Rapid7 is a well-known vendor with mature vulnerability management and penetration capabilities. The brand name and technology should allow the company to gain awareness and uptake in its offerings.
It is relatively straightforward for UserInsight to monitor cloud services in use from within the organization. However, in order for organizations to monitor whether employees are accessing cloud services from personal devices, UserInsight needs to integrate directly with cloud providers.
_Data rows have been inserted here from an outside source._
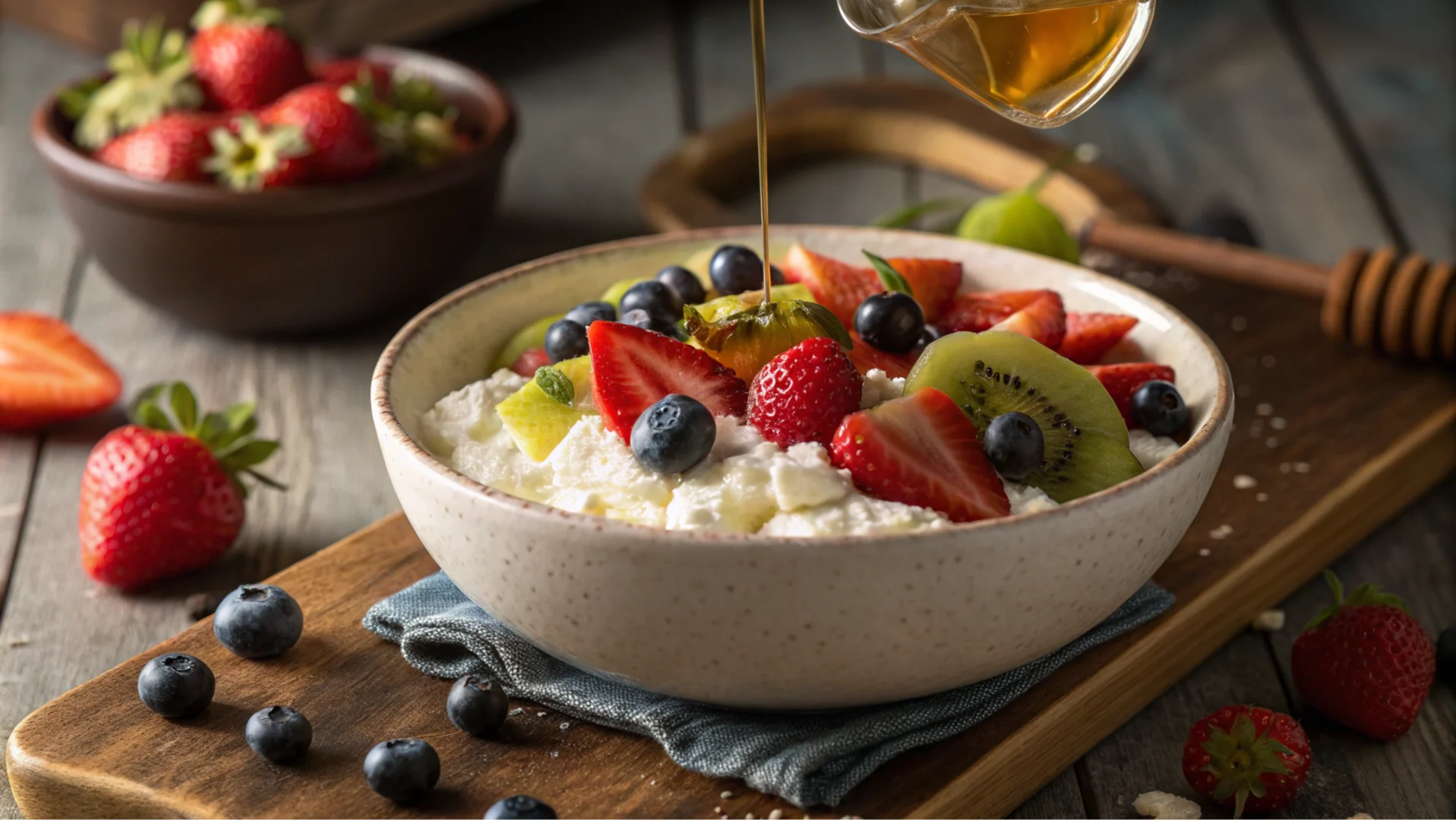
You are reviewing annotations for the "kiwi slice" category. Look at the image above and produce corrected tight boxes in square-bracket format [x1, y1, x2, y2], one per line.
[905, 331, 1143, 502]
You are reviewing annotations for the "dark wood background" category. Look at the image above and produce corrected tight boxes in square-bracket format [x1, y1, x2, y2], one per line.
[0, 0, 1456, 820]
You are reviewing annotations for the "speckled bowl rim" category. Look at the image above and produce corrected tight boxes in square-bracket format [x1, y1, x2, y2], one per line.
[370, 224, 1233, 546]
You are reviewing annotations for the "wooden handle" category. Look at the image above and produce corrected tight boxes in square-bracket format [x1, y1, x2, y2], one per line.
[1082, 218, 1329, 299]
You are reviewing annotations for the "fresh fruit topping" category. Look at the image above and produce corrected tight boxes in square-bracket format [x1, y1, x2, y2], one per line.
[617, 280, 683, 323]
[495, 356, 591, 462]
[905, 331, 1143, 502]
[1132, 380, 1188, 435]
[1088, 361, 1173, 427]
[832, 389, 1010, 521]
[202, 115, 311, 191]
[191, 0, 310, 111]
[708, 245, 773, 296]
[485, 794, 556, 820]
[683, 298, 853, 382]
[561, 300, 617, 328]
[137, 653, 217, 718]
[96, 113, 217, 182]
[780, 245, 884, 328]
[630, 393, 718, 475]
[991, 290, 1067, 350]
[70, 16, 202, 150]
[213, 584, 303, 658]
[657, 265, 708, 305]
[587, 322, 748, 445]
[748, 337, 865, 448]
[845, 334, 921, 378]
[936, 290, 1045, 334]
[243, 707, 313, 766]
[364, 737, 440, 806]
[542, 319, 589, 364]
[80, 382, 283, 590]
[854, 291, 924, 354]
[512, 347, 551, 378]
[1290, 569, 1435, 740]
[446, 673, 510, 737]
[986, 410, 1047, 480]
[1183, 707, 1310, 820]
[0, 310, 121, 429]
[1057, 313, 1137, 364]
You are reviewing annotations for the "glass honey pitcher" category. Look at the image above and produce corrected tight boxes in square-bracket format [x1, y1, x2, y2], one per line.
[839, 0, 1154, 128]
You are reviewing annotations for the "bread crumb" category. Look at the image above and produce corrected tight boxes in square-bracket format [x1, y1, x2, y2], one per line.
[1132, 791, 1202, 820]
[1249, 609, 1284, 632]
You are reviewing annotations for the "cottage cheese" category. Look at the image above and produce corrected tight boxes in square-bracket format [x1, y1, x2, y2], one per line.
[422, 370, 1178, 537]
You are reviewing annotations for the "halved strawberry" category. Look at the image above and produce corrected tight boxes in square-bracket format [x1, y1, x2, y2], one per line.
[845, 331, 921, 378]
[991, 290, 1067, 350]
[832, 388, 1010, 521]
[1088, 361, 1173, 428]
[587, 322, 748, 443]
[935, 290, 1044, 334]
[781, 245, 886, 328]
[0, 310, 121, 429]
[1057, 313, 1137, 364]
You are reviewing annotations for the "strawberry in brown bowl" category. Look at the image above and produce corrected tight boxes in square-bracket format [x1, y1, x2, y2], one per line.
[30, 0, 516, 335]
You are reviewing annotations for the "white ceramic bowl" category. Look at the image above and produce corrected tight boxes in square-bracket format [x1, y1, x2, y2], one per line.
[371, 226, 1233, 709]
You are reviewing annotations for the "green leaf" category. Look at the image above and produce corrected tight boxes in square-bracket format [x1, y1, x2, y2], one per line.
[861, 251, 914, 297]
[535, 367, 576, 408]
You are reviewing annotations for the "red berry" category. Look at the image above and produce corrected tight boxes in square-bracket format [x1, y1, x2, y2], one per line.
[748, 337, 865, 448]
[1183, 707, 1310, 820]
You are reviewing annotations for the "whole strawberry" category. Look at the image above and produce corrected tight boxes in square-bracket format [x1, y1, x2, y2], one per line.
[259, 83, 380, 182]
[80, 382, 281, 590]
[748, 337, 865, 447]
[191, 0, 311, 111]
[96, 113, 219, 182]
[1290, 569, 1435, 740]
[1184, 707, 1310, 820]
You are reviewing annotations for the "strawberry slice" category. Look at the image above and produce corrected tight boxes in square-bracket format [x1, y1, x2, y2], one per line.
[832, 388, 1010, 521]
[991, 290, 1067, 350]
[1088, 361, 1173, 428]
[1057, 313, 1137, 364]
[781, 245, 886, 328]
[0, 310, 121, 429]
[845, 331, 921, 378]
[935, 290, 1045, 334]
[886, 256, 964, 325]
[587, 322, 748, 445]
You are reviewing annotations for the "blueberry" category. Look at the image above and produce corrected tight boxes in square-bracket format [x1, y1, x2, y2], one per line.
[657, 265, 708, 305]
[243, 707, 313, 763]
[621, 280, 683, 322]
[446, 674, 510, 737]
[485, 794, 556, 820]
[854, 291, 924, 353]
[543, 319, 591, 364]
[565, 302, 617, 328]
[708, 245, 763, 296]
[213, 584, 303, 658]
[632, 393, 718, 475]
[983, 412, 1045, 480]
[137, 653, 217, 718]
[364, 737, 440, 803]
[1132, 380, 1188, 435]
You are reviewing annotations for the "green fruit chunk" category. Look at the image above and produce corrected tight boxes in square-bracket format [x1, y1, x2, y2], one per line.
[491, 313, 565, 373]
[495, 356, 595, 462]
[905, 331, 1143, 504]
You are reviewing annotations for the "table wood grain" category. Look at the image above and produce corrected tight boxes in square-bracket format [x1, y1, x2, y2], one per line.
[0, 0, 1456, 820]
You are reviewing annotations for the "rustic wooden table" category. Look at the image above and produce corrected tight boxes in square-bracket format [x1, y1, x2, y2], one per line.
[0, 0, 1456, 820]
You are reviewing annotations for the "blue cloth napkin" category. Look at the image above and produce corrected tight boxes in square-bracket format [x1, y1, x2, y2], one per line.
[364, 572, 1173, 807]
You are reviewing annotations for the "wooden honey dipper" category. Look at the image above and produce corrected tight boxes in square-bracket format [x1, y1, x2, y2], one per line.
[1082, 218, 1456, 364]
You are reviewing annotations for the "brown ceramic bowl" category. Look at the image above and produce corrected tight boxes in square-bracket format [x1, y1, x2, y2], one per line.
[30, 46, 516, 335]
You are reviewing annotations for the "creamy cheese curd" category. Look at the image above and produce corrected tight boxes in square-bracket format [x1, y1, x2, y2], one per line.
[422, 370, 1178, 537]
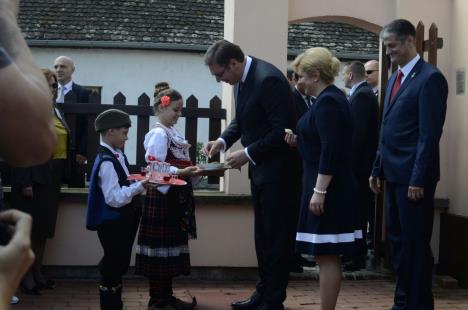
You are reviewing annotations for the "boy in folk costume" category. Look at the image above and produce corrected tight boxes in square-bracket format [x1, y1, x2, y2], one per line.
[135, 83, 200, 310]
[86, 109, 147, 310]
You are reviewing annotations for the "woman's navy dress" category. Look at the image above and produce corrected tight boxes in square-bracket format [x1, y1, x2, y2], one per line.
[296, 85, 364, 255]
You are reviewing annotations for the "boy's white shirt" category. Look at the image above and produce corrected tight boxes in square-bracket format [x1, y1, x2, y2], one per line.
[98, 142, 145, 208]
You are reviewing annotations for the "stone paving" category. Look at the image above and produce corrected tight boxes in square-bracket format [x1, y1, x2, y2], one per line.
[12, 278, 468, 310]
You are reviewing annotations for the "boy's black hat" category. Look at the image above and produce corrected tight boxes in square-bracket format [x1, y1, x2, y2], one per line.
[94, 109, 132, 132]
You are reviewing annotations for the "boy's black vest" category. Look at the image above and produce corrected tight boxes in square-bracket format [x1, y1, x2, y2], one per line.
[86, 146, 141, 230]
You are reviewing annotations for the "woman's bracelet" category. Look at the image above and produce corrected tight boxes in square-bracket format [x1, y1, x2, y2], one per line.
[314, 187, 327, 195]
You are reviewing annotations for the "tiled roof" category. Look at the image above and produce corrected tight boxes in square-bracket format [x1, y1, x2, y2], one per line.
[19, 0, 378, 54]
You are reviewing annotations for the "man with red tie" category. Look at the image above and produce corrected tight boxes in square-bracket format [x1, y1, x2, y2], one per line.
[369, 19, 448, 310]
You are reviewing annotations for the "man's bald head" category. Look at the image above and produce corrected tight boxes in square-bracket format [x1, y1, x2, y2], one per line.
[364, 60, 379, 87]
[54, 56, 75, 85]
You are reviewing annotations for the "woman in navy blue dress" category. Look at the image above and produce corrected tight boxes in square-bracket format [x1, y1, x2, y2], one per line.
[286, 48, 364, 309]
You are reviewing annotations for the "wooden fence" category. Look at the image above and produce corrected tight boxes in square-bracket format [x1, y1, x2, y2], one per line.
[2, 92, 226, 187]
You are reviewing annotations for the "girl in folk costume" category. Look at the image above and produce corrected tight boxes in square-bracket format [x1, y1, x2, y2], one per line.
[135, 82, 200, 310]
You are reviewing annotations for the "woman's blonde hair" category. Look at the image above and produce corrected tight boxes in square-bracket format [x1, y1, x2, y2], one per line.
[291, 47, 340, 84]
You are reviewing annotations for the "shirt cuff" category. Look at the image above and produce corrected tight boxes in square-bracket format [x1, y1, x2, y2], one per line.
[216, 138, 226, 153]
[244, 148, 257, 166]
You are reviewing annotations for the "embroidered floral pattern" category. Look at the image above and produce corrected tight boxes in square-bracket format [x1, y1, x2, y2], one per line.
[161, 96, 171, 107]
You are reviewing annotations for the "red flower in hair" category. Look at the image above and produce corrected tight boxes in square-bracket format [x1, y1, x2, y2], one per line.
[161, 96, 171, 107]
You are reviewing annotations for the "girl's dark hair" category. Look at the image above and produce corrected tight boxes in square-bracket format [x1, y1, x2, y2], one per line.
[154, 82, 182, 112]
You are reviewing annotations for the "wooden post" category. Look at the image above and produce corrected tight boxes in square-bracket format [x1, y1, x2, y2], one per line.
[416, 21, 424, 58]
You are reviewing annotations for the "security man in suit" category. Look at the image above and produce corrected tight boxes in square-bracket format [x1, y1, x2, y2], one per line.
[369, 19, 448, 310]
[343, 61, 379, 271]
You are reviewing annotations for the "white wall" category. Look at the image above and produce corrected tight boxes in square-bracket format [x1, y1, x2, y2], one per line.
[32, 47, 221, 163]
[444, 0, 468, 217]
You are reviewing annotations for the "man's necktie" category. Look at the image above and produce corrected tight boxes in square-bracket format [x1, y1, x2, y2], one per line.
[390, 70, 403, 101]
[56, 85, 65, 103]
[304, 96, 311, 109]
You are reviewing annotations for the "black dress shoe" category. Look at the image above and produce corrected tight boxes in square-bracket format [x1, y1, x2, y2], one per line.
[231, 291, 262, 310]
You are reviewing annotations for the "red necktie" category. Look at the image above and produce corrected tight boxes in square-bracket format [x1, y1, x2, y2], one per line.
[390, 70, 403, 101]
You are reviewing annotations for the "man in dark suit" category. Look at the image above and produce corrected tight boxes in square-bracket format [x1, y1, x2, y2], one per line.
[343, 61, 379, 271]
[369, 19, 448, 310]
[54, 56, 91, 186]
[204, 40, 300, 310]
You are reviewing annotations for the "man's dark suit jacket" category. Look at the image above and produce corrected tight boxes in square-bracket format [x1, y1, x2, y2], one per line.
[372, 59, 448, 187]
[348, 82, 379, 177]
[221, 57, 295, 185]
[65, 82, 91, 157]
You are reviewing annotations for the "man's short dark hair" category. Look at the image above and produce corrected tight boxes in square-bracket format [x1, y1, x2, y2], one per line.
[205, 40, 245, 66]
[346, 61, 366, 78]
[380, 19, 416, 41]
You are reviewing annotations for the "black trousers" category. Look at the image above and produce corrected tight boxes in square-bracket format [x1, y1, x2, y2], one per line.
[385, 182, 436, 310]
[356, 175, 375, 255]
[251, 182, 297, 306]
[97, 221, 139, 287]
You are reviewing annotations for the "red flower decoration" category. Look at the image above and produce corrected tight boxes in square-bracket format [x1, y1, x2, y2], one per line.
[161, 96, 171, 107]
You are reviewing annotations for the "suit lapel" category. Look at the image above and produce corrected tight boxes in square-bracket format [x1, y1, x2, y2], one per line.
[235, 57, 257, 115]
[384, 58, 424, 117]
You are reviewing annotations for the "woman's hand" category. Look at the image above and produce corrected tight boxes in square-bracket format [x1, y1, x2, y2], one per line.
[176, 166, 202, 177]
[309, 192, 325, 216]
[284, 132, 297, 147]
[22, 186, 34, 199]
[0, 210, 34, 309]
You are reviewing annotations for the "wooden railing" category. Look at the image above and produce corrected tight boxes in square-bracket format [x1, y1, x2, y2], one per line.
[2, 92, 226, 187]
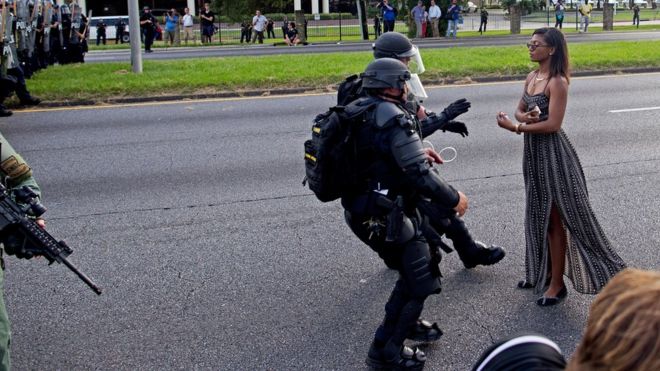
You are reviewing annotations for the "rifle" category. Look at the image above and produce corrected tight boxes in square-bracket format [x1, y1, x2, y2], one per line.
[0, 1, 7, 44]
[0, 183, 101, 295]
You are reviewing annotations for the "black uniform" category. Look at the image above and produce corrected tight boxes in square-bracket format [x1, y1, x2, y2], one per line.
[342, 89, 459, 363]
[115, 19, 126, 44]
[96, 20, 107, 45]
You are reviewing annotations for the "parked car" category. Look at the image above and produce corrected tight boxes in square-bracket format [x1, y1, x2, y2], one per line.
[89, 15, 131, 43]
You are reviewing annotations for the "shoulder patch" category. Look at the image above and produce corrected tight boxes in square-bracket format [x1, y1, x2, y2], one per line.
[0, 156, 32, 181]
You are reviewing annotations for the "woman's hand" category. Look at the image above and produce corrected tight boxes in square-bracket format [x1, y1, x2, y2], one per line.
[496, 111, 516, 131]
[520, 106, 541, 124]
[424, 148, 444, 164]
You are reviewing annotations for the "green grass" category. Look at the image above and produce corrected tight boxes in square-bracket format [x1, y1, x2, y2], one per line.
[28, 40, 660, 101]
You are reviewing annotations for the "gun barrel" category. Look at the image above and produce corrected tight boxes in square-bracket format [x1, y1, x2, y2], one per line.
[59, 257, 102, 295]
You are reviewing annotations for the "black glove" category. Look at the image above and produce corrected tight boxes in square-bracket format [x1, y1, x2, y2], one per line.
[442, 98, 472, 120]
[440, 121, 469, 138]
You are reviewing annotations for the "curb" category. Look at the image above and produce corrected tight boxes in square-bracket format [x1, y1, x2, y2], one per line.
[23, 67, 660, 108]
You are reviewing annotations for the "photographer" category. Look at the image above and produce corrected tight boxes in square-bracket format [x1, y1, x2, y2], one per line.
[199, 3, 215, 44]
[164, 8, 179, 46]
[140, 6, 156, 53]
[376, 0, 398, 33]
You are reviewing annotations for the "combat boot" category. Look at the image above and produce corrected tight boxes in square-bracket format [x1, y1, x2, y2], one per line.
[456, 241, 506, 269]
[366, 342, 426, 371]
[0, 104, 14, 117]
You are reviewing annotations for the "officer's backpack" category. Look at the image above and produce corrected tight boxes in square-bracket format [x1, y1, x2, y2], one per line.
[337, 75, 365, 106]
[303, 102, 369, 202]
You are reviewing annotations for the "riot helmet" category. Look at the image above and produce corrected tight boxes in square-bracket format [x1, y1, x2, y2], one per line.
[360, 58, 410, 90]
[372, 32, 426, 74]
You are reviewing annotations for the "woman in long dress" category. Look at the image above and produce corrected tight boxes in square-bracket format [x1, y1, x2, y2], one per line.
[497, 28, 625, 306]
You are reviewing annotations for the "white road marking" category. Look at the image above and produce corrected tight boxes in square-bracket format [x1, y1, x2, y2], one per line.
[607, 106, 660, 113]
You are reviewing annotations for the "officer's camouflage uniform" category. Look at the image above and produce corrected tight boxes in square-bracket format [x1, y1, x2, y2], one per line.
[0, 134, 41, 370]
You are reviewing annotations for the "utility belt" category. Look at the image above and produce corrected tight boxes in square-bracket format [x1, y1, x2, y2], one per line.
[341, 190, 411, 242]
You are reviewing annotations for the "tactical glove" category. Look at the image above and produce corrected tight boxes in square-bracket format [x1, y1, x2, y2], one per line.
[440, 121, 469, 138]
[442, 98, 472, 120]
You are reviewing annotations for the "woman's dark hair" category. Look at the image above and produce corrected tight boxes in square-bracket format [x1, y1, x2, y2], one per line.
[532, 27, 571, 82]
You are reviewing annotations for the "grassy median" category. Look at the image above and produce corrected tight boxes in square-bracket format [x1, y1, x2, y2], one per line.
[28, 40, 660, 101]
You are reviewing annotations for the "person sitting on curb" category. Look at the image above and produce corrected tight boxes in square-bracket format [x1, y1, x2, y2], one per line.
[284, 22, 300, 46]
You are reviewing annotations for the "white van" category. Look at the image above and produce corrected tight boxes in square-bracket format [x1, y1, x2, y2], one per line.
[89, 15, 131, 44]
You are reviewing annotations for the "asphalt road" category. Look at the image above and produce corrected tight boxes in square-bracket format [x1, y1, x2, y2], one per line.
[85, 30, 660, 63]
[0, 74, 660, 370]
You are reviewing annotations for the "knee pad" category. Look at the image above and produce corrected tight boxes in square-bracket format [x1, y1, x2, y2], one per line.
[401, 240, 441, 298]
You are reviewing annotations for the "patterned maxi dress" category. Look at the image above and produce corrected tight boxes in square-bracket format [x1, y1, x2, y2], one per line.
[523, 88, 625, 294]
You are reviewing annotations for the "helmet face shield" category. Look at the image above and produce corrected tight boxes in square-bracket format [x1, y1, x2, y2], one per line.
[408, 46, 426, 75]
[406, 73, 429, 100]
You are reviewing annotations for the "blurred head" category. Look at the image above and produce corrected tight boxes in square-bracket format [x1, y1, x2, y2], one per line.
[566, 269, 660, 371]
[528, 27, 571, 80]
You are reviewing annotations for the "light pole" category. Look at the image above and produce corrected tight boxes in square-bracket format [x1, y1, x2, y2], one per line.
[128, 0, 142, 73]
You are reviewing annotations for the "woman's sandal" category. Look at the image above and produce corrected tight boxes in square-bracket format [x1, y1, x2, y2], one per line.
[518, 277, 552, 289]
[367, 346, 426, 371]
[407, 320, 442, 343]
[536, 286, 568, 307]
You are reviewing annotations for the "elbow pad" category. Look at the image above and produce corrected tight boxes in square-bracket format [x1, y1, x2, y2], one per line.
[391, 127, 459, 209]
[422, 112, 450, 138]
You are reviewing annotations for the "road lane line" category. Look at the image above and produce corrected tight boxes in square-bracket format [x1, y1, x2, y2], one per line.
[607, 106, 660, 113]
[14, 72, 660, 113]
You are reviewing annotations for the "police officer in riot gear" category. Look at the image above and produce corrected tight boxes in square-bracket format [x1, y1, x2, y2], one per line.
[338, 32, 505, 269]
[342, 58, 468, 370]
[0, 1, 41, 117]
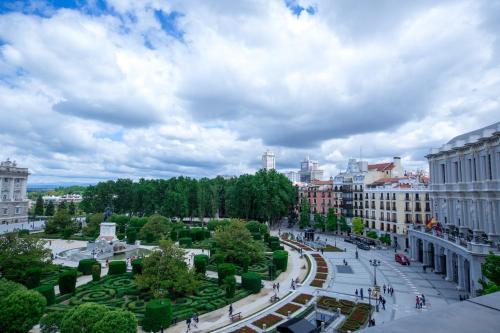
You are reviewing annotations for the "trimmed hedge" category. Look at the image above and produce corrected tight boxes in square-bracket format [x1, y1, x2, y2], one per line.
[217, 263, 236, 285]
[142, 299, 173, 332]
[77, 259, 97, 275]
[179, 237, 193, 247]
[193, 254, 208, 275]
[25, 267, 42, 289]
[108, 260, 127, 275]
[132, 258, 142, 274]
[273, 250, 288, 272]
[92, 263, 101, 281]
[34, 284, 56, 305]
[59, 269, 78, 295]
[241, 272, 262, 294]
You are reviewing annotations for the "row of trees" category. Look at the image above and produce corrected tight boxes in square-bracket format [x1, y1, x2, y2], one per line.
[80, 170, 297, 222]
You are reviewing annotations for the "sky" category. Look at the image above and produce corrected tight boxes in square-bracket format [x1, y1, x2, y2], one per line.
[0, 0, 500, 183]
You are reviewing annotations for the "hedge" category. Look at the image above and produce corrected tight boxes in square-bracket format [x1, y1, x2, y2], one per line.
[179, 237, 193, 247]
[132, 258, 142, 274]
[77, 259, 97, 275]
[273, 250, 288, 272]
[34, 284, 56, 305]
[92, 263, 101, 281]
[25, 267, 42, 289]
[217, 263, 236, 285]
[142, 299, 173, 332]
[108, 260, 127, 275]
[59, 269, 78, 295]
[193, 254, 208, 275]
[241, 272, 262, 294]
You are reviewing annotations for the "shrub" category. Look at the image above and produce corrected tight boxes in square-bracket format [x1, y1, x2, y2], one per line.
[61, 303, 109, 333]
[92, 263, 101, 281]
[179, 237, 193, 247]
[217, 263, 236, 285]
[273, 250, 288, 272]
[142, 299, 172, 332]
[0, 290, 47, 333]
[77, 259, 97, 275]
[25, 267, 42, 289]
[92, 310, 137, 333]
[132, 258, 142, 274]
[193, 254, 208, 275]
[127, 228, 137, 244]
[241, 272, 262, 294]
[34, 284, 56, 305]
[59, 269, 77, 295]
[224, 275, 236, 298]
[108, 260, 127, 275]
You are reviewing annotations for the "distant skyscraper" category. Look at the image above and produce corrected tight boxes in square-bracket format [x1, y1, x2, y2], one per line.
[262, 150, 276, 170]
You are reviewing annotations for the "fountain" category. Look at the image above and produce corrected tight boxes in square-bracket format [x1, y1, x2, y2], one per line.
[57, 208, 149, 261]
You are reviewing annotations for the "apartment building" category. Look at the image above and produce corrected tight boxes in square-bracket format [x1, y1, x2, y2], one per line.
[364, 173, 431, 249]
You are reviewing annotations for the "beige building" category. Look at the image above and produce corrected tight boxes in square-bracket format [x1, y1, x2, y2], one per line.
[0, 159, 29, 229]
[364, 174, 431, 249]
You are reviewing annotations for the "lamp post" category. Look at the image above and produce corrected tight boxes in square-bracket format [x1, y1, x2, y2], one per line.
[370, 259, 381, 286]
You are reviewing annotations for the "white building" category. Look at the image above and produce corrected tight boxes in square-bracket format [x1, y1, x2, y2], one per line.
[262, 150, 276, 170]
[0, 159, 29, 229]
[408, 122, 500, 296]
[299, 156, 324, 183]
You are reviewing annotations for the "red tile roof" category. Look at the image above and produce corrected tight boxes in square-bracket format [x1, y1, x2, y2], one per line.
[368, 162, 394, 171]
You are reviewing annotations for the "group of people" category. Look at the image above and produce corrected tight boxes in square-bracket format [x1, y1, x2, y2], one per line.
[415, 294, 425, 309]
[186, 312, 200, 332]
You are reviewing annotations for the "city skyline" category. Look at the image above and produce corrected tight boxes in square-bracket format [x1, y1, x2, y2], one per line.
[0, 0, 500, 183]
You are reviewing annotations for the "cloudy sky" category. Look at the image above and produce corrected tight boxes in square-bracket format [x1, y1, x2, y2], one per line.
[0, 0, 500, 183]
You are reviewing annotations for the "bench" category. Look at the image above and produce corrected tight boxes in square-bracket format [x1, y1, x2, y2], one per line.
[229, 312, 241, 322]
[269, 295, 280, 303]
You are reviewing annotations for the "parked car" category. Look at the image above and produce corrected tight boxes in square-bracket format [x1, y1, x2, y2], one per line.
[394, 253, 410, 266]
[357, 242, 370, 250]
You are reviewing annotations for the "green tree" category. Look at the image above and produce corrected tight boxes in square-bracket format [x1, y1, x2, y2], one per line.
[45, 201, 55, 216]
[213, 220, 264, 265]
[299, 198, 311, 229]
[0, 233, 51, 283]
[326, 208, 338, 231]
[35, 195, 43, 216]
[352, 217, 365, 235]
[92, 310, 137, 333]
[60, 303, 109, 333]
[136, 240, 198, 297]
[0, 290, 47, 333]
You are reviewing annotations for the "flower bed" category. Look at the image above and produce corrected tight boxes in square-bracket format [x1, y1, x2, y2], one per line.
[292, 294, 313, 304]
[231, 326, 257, 333]
[276, 303, 301, 316]
[310, 279, 325, 288]
[252, 314, 283, 328]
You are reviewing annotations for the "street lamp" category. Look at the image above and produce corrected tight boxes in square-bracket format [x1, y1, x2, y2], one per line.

Currently, UserInsight is integrated with salesforce.com and Box. The company says it is working on more partnerships that it will roll out over time, but we wonder whether the rate of integrations can keep up with the number of applications enterprises may want to use in the future.
The opportunities to develop and enhance both products are plentiful, with many features on product roadmaps. Beyond the technology, the new products allow Rapid7 to move into new market areas and expand its footprint.
There are a number of vendors in the endpoint security and monitoring space that provide similar or a subset of functionality that Rapid7 is seeking to provide. The company will have to contend with breaking into these new markets, which have a multitude of vendors that will be looking to keep Rapid7 at bay.